Patel, a heartthrob of the Patidar community has earlier spearheaded the agitation for quota in jobs and education for his community. While his rallies are witnessing massive support it will be important to see if this anger against the ruling government is enough to overturn the BJP on its own turf. Mevani is an independent candidate and a Dalit leader. He started hitting the headlines since he conducted a ‘Freedom march’ from Ahmedabad to Una to condemn the atrocities against his community after the Una Dalit incident. While Mevani doesn’t represent the community in the state, he certainly is an important voice in state politics whereas Alpesh is the Thakor leader, the community which accounts for 20% of the total OBCs in the state. Thakor is an emerging OBC leader with his own political and social base in the state.

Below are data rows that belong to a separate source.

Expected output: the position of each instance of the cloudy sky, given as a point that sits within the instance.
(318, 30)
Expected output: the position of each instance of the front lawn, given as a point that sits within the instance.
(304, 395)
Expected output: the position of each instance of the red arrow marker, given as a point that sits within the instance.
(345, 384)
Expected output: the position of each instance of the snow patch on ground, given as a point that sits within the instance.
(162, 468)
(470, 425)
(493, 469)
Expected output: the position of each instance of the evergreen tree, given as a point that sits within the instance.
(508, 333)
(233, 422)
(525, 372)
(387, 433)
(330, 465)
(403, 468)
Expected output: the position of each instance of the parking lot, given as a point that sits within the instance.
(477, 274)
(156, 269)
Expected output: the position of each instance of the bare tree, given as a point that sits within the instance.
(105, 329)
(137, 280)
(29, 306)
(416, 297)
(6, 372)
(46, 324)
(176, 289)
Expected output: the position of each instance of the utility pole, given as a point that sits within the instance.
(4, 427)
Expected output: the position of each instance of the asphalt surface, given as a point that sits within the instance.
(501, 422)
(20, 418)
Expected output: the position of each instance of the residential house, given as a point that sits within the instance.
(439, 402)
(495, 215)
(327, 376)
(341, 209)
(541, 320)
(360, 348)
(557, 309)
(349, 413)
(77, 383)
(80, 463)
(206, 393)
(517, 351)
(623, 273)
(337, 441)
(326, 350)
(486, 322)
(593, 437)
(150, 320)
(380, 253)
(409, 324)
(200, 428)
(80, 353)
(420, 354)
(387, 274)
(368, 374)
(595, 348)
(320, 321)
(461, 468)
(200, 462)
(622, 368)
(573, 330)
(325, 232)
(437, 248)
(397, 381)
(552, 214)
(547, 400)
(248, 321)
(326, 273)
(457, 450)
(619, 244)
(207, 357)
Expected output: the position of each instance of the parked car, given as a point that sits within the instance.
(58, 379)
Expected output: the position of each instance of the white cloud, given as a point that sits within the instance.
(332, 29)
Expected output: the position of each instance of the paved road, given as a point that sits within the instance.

While the Congress has supported the three emerging leaders, a complete whitewash of the ruling party seems a tough ask. The election has become a turning point for the Congress as it marks the transformation of Rahul Gandhi, the party president from the opposition anointed ‘pappu’ to a serious leader. Gandhi’s campaigning has the prime minister and most of his cabinet sweating it out full time in various constituencies. Given his dismal record, a close finish would herald Rahul Gandhi’s coming of age in Indian politics.

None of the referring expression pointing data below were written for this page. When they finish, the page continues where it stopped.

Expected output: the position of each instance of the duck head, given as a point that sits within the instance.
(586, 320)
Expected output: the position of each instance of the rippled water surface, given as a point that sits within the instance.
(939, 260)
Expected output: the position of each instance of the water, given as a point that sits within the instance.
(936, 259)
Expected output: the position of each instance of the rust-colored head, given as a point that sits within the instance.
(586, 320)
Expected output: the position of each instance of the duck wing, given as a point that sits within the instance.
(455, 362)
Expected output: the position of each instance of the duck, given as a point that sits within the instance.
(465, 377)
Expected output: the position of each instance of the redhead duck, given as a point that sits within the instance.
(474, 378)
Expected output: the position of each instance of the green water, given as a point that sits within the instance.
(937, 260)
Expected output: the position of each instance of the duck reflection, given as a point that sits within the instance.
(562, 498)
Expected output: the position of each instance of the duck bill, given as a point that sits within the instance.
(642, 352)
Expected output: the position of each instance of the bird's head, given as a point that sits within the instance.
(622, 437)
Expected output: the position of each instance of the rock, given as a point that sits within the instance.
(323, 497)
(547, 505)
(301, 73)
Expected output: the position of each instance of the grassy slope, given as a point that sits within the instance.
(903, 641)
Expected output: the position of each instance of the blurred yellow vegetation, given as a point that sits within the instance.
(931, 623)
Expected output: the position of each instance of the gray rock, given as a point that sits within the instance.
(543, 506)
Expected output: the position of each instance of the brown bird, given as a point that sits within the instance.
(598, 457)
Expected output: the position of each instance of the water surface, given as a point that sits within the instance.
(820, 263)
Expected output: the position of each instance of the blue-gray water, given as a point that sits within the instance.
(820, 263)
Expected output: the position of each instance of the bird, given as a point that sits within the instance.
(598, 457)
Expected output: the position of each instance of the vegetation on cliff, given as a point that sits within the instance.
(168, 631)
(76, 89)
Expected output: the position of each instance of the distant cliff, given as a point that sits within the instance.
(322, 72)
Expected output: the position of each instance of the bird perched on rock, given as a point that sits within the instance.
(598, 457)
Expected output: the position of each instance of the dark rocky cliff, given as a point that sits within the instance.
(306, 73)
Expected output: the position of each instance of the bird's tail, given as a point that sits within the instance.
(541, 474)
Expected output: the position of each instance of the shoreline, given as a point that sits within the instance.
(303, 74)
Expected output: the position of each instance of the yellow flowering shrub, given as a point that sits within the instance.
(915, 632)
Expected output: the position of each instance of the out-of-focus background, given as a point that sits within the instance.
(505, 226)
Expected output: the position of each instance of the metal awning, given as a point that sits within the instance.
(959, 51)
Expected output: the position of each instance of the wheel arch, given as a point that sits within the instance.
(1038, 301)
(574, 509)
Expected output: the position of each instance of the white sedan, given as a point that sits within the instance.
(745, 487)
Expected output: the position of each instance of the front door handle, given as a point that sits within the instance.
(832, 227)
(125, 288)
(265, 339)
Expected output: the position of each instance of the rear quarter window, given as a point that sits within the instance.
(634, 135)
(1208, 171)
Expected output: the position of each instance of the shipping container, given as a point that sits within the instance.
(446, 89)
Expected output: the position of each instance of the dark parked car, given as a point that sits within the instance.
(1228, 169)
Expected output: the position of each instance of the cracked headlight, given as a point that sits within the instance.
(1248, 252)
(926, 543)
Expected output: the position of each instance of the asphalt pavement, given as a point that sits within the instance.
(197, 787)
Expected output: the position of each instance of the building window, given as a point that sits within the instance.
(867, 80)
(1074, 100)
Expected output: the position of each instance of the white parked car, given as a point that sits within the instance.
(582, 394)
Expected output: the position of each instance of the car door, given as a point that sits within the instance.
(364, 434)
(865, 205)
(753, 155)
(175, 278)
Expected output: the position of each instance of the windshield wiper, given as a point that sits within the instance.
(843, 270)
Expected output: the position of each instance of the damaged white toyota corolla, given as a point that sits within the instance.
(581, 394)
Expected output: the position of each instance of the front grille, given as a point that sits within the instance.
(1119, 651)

The anger against the government is an outcome of demonetisation and hurried GST. The textile and diamond industry in the state have suffered losses and is still recovering from the blow of what they call-“faulty implementation of policies”. Both industries create large number of formal and informal employment in Gujarat and are witnessing massive layoffs of local as well as migrant labour. In addition, distress among farmers, as the state has failed to ensure minimum support price, may affect the polling numbers for the BJP. Earlier this March, the UP assembly elections was thought to be too close to call but sprang an unexpected mandate. If Gujarat goes the same way will be clear on December 18.